This is all bogus including the above commit.

All CPU masks including cpu_online_mask and cpu_dying_mask are only
valid when the context is:

- A CPU hotplug callback

- Any other code which holds cpu_hotplug_lock read or write locked.

cpu_online_mask is special in that regard. It is also protected against
modification in any preemption disabled region, but that's a pure
implementation detail.

cpu_dying_mask is a random number generator w/o cpu_hotplug_lock being
held. And even with that lock held any cpumask operation on it is silly.
The mask is a core detail:

commit e40f74c535b8 "cpumask: Introduce DYING mask"

Introduce a cpumask that indicates (for each CPU) what direction the
CPU hotplug is currently going. Notably, it tracks rollbacks. Eg. when
an up fails and we do a roll-back down, it will accurately reflect the
direction.

It does not tell anything to a user which is not aware of the actual
hotplug state machine state.


The real reason for this percpu counter issue is how percpu counter
hotplug callbacks are implemented: They are asymmetric and at the
completely wrong place.

The above 8b57b11cca88 ("pcpcntrs: fix dying cpu summation race") was
done via XFS and without the courtesy of CC'ing the people who care
about the CPU hotplug core. The lenghty analysis of this commit is all
shiny, but fundamentally wrong. See above.

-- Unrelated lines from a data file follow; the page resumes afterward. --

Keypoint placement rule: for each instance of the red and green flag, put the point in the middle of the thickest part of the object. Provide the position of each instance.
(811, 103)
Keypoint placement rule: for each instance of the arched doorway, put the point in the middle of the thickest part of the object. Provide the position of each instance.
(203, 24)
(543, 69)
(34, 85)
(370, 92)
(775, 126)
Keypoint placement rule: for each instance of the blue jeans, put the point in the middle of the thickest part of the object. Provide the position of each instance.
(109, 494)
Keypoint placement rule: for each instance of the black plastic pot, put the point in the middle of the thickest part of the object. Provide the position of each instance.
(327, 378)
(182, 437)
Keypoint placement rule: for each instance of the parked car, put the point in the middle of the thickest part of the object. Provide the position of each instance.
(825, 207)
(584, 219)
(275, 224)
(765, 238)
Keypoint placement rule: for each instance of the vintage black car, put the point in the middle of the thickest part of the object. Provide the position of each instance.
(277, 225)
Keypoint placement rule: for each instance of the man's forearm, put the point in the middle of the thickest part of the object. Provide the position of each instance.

I'm way too tired to come up with a proper fix for this mess, but I'm
going to stare at it tomorrow morning with brain awake.

Thanks,

tglx

2023-04-11 07:11:26

by Thomas Gleixner

[permalink] [raw]
Subject: Re: [PATCH v2 2/2] lib/percpu_counter: fix dying cpu compare race

On Mon, Apr 10 2023 at 22:53, Thomas Gleixner wrote:
> On Thu, Apr 06 2023 at 09:56, Ye Bin wrote:
> cpu_dying_mask is a random number generator w/o cpu_hotplug_lock being
> held. And even with that lock held any cpumask operation on it is silly.
> The mask is a core detail:
>
> commit e40f74c535b8 "cpumask: Introduce DYING mask"
>
> Introduce a cpumask that indicates (for each CPU) what direction the
> CPU hotplug is currently going. Notably, it tracks rollbacks. Eg. when
> an up fails and we do a roll-back down, it will accurately reflect the
> direction.
>
> It does not tell anything to a user which is not aware of the actual
> hotplug state machine state.

Even if the mask is most of the time stable, it's a total disaster
performance wise. The bits in cpu_dying_mask are sticky until the next
online operation.

So for a system which has SMT enabled in BIOS, but SMT is disabled on
the kernel command line or later via the sysfs knob, this means that the
loop in __percpu_counter_sum() will iterate over all shutdown SMT
siblings forever. IOW, it will touch nr_of_shutdown_cpus() cachelines
for absolutely zero reason.

The same applies for the proposed counter.

Thanks,

tglx